Alors ? Il y a sans doute dans l'affirmation de l'absence de pouvoir de la poésie un refus de l'aveuglement de ceux qui écrivaient pour vanter « le royaume de l'avenir », pour faire croire que le « paradis sera prêt / à la fin de la lutte des classes » (p. 277). C'est en même temps dire que les poèmes, comme le reste des créations humaines, disparaîtront dans l'oubli. Dans la série des éléments de la nature, le dernier cité par Zbigniew Herbert est l'herbe : « l'herbe qui survient lorsque l'histoire s'accomplit / et qui est un chapitre du silence » (p. 117). On relèvera ici la rencontre avec un poète fort différent, Jude Stéfan, qui évoque dans les Suites slaves « l'oubli des herbes » (André Dimanche, 1983, p. 81).
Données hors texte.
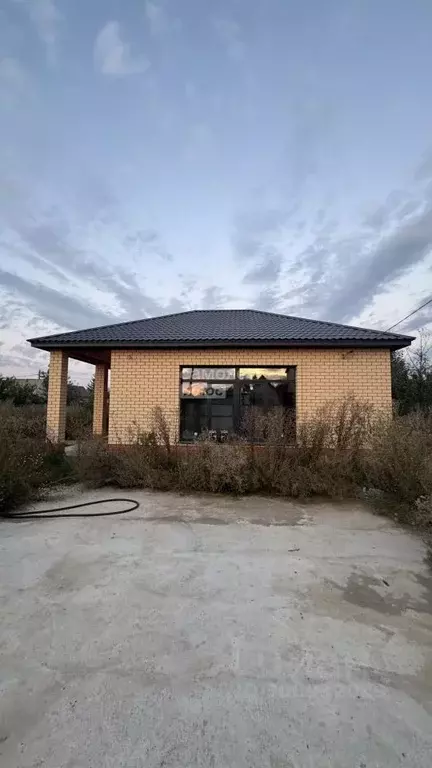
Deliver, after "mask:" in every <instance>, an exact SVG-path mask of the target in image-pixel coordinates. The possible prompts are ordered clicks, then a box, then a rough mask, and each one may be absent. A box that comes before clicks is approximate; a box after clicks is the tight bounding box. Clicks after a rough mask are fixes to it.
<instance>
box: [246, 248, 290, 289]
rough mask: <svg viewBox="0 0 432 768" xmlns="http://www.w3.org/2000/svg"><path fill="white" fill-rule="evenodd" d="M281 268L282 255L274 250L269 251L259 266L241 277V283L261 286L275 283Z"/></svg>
mask: <svg viewBox="0 0 432 768" xmlns="http://www.w3.org/2000/svg"><path fill="white" fill-rule="evenodd" d="M281 267H282V255H281V254H280V253H277V252H276V251H275V250H274V249H270V253H269V255H268V256H267V258H265V259H264V261H263V262H262V263H261V264H258V265H257V266H256V267H254V268H253V269H251V270H250V271H249V272H247V273H246V274H245V276H244V277H243V283H246V284H248V283H249V284H251V283H252V284H253V283H257V284H258V285H263V284H265V283H276V282H277V281H278V278H279V275H280V271H281Z"/></svg>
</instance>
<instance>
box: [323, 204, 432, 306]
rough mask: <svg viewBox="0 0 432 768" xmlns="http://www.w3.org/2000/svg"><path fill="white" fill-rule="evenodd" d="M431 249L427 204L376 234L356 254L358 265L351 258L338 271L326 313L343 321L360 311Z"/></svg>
mask: <svg viewBox="0 0 432 768" xmlns="http://www.w3.org/2000/svg"><path fill="white" fill-rule="evenodd" d="M431 249H432V207H431V206H427V207H425V208H424V209H423V210H422V211H421V212H420V213H418V214H417V215H416V216H414V217H413V218H410V219H409V220H408V222H405V221H402V222H401V224H400V225H399V226H397V227H396V228H395V229H394V231H393V232H392V233H391V234H389V235H385V236H384V237H382V238H380V240H379V242H378V243H377V245H376V247H375V248H372V249H371V250H370V251H369V252H368V250H369V249H367V248H366V249H364V250H363V253H360V254H357V257H356V261H357V263H358V262H359V261H360V260H361V269H359V270H355V266H354V264H353V262H352V261H351V262H350V263H349V268H348V270H345V273H344V272H342V280H341V282H340V285H339V286H338V287H337V288H336V290H334V291H331V292H330V296H329V301H328V310H329V316H330V317H331V318H332V319H335V320H342V321H343V320H347V319H350V318H352V317H353V316H356V315H357V314H360V312H361V311H362V310H363V309H364V308H365V307H366V306H367V305H368V304H369V303H370V302H371V301H372V299H373V298H374V297H375V296H376V295H377V294H378V293H380V292H381V291H385V290H386V289H387V288H388V287H389V285H390V284H391V283H392V282H393V281H394V280H395V279H396V278H399V277H401V275H403V274H404V273H405V272H407V271H408V270H409V269H411V268H412V267H413V266H414V265H416V264H418V263H419V262H421V261H423V259H424V258H425V257H426V256H427V255H428V253H429V251H430V250H431ZM341 266H342V265H341Z"/></svg>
Zbigniew Herbert, Corde de lumière, Œuvres poétiques complètes I, traduites du polonais par Brigitte Gautier, édition bilingue, Le Bruit du temps, 2011, 528 pages, 26 €.
Recension parue en 2012 dans Les carnets d'eucharis de Nathalie Riera
1 Trois recueils, tous épuisés, ont été traduits : Monsieur Cogito et autres poèmes (Fayard, 1990), Redresse-toi et va (Orphée/La Différence, 1995) et Élégie pour le départ suivi de Rovigo (Le Passeur, 2000). Deux essais sont disponibles, Un barbare dans le jardin (Le Rocher, 2000) et Nature morte avec bride et mors (Calmann-Lévy, 2003).